Керли все еще буравил меня взглядом, слегка так удивленно. Ну да, он решил, что уже все, что теперь я совершенно раздавлена и послушна, как марионетка. А вот нет. Оказывается, я еще могу заявить — не знаю, не хочу.
— Значит, впишем в твое дело еще одного убитого, так? Тебя мучает совесть, ты не можешь об этом говорить, я понимаю. Поздновато твоя совесть просыпается. Трудно сказать, что ты сделала со своим напарником — подставила его, сдала Аригайрту или просто убила…
— Записывайте, — сказала я, — мне без разницы.
— Ах нет, я понимаю, — медленно сказал Керли, — у тебя же с ним была большая любовь, не так ли? Судя по приборам — да… Большая любовь суки к честному человеку, который, видно, поверил тебе, счел тебя нормальной, и ты этим умело воспользовалась. Вы, конечно, с ним трахались, и не раз, не так ли?
Меня затрясло. Змей! Гад… Да говори, все что угодно, но этого — этого! — касаться не смей. А Керли уже понял и начал потихоньку говорить такие гадости, что меня буквально затошнило.
— Даже на Глостии ты умудрялась устраивать свою жизнь с помощью (непечатное слово). Причем за счет честного человека, соблазнив его и перешагнув через его труп. Причем ты сама все еще считаешь, что у тебя к нему большое и светлое чувство, только вот рождается это чувство, знаешь ли, не в сердце, а в других органах, и кроме большой (непечатное слово), у тебя ничего и нет за душой. А теперь ты погубила его — да, ты погубила несчастного человека — и лелеешь свои воспоминания о том единственном случае, когда, как тебе казалось, ты испытала то же, что нормальные люди. Но даже эти якобы твои большие чувства не помешали тебе этого человека использовать и выбросить…
Надо же, Керли никогда так много не говорил. Обычно он меня заставлял говорить, сбивал с толку сериями коротких вопросов. Да и бесполезны были бы такие монологи… Я бы пожала плечами и согласилась. Только вот сейчас я уже не могла этого сделать, светлый образ нашей с Ильтом любви распадался на глазах, и я ревела, ревела, как пятилетняя девочка, которую впервые в жизни посадили в дисотсек.
Как он понял, что я любила Ильта?

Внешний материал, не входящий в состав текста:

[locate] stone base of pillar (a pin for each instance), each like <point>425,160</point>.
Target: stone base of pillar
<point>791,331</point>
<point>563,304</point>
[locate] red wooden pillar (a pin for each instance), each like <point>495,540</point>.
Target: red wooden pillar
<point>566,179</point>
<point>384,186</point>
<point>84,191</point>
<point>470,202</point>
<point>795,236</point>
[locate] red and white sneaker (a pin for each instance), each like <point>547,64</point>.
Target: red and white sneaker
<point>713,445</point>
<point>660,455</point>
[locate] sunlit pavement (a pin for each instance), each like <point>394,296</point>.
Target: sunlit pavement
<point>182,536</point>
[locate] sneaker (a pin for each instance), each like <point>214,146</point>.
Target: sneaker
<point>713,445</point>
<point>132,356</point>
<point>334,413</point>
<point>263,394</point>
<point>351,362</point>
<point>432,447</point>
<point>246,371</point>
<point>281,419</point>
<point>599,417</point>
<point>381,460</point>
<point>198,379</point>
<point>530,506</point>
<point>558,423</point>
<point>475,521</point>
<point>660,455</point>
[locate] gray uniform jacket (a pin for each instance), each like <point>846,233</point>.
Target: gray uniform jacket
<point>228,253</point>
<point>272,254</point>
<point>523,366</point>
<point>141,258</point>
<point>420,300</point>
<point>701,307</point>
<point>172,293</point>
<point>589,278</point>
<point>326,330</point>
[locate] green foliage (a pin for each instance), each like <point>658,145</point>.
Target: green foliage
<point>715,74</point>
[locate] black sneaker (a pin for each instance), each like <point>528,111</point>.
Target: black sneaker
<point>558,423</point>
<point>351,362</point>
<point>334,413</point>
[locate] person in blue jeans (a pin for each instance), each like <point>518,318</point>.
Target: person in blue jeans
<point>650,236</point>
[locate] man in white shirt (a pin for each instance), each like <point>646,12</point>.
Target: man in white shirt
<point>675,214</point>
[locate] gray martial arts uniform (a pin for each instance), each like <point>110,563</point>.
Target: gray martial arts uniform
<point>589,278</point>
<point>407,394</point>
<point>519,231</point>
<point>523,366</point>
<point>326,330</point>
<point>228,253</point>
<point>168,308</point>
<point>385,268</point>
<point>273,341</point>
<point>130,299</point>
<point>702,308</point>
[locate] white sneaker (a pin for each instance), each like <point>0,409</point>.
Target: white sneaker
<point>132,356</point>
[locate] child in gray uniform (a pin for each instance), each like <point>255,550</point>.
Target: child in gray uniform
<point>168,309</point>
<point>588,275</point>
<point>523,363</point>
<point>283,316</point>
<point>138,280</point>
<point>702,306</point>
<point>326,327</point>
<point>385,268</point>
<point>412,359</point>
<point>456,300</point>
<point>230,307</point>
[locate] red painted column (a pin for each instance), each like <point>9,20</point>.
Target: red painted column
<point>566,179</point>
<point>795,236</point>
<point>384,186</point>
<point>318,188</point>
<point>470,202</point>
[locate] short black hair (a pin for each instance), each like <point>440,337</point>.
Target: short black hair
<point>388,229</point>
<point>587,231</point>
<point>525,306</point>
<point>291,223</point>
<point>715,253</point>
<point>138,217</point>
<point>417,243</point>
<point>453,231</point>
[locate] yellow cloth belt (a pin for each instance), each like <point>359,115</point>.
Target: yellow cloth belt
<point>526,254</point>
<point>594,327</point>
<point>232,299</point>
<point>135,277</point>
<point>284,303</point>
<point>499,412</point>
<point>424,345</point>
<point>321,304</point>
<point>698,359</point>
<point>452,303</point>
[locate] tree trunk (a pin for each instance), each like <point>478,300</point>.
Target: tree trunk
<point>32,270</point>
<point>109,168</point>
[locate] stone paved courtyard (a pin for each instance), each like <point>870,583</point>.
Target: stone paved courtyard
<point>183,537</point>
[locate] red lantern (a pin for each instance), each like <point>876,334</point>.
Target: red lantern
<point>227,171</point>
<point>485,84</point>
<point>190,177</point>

Неужели по приборам это можно понять в самом деле? Наверное, можно, эмоции какие-нибудь…
Керли стал строить предположения о том, в каких позах мы занимались сексом. Речь его становилась все грязнее — от шибагов, и то такого не услышишь. Но я уже успокаивалась, в конце концов, мели Емеля, твоя неделя… Керли, видно, понял это и тут же сменил пластинку.
— А впрочем, — сказал он, — может быть, все и не так было? А, Ледариэн? Совсем иначе? Ведь твой напарник был ханкером. А значит, отпетым негодяем. Он привык издеваться над людьми. Решил попользоваться тобой. Да, да, вижу по приборам, что попал в точку. Увидел неопытную дурочку, готовую пойти за ним на край света за разные обещания, потрахал от души и сделал вид, что хочет ее освободить… А может, он и не погиб вовсе, а?
И он начал строить предположения по поводу Ильта и обзывать его всячески. И это уже было невыносимо, в конце концов у меня вырвалось.
— Нет!
— Что- нет?
— Он был… он погиб в самом деле. В перестрелке. И… — я разрыдалась.
— Ну-ну, жаль расставаться с иллюзиями?
— Нет. Его звали Ильтен Гаррей. И он был ско. С Квирина.
Вот уже три недели я не выхожу из камеры. Интересно, неужели так будет всегда?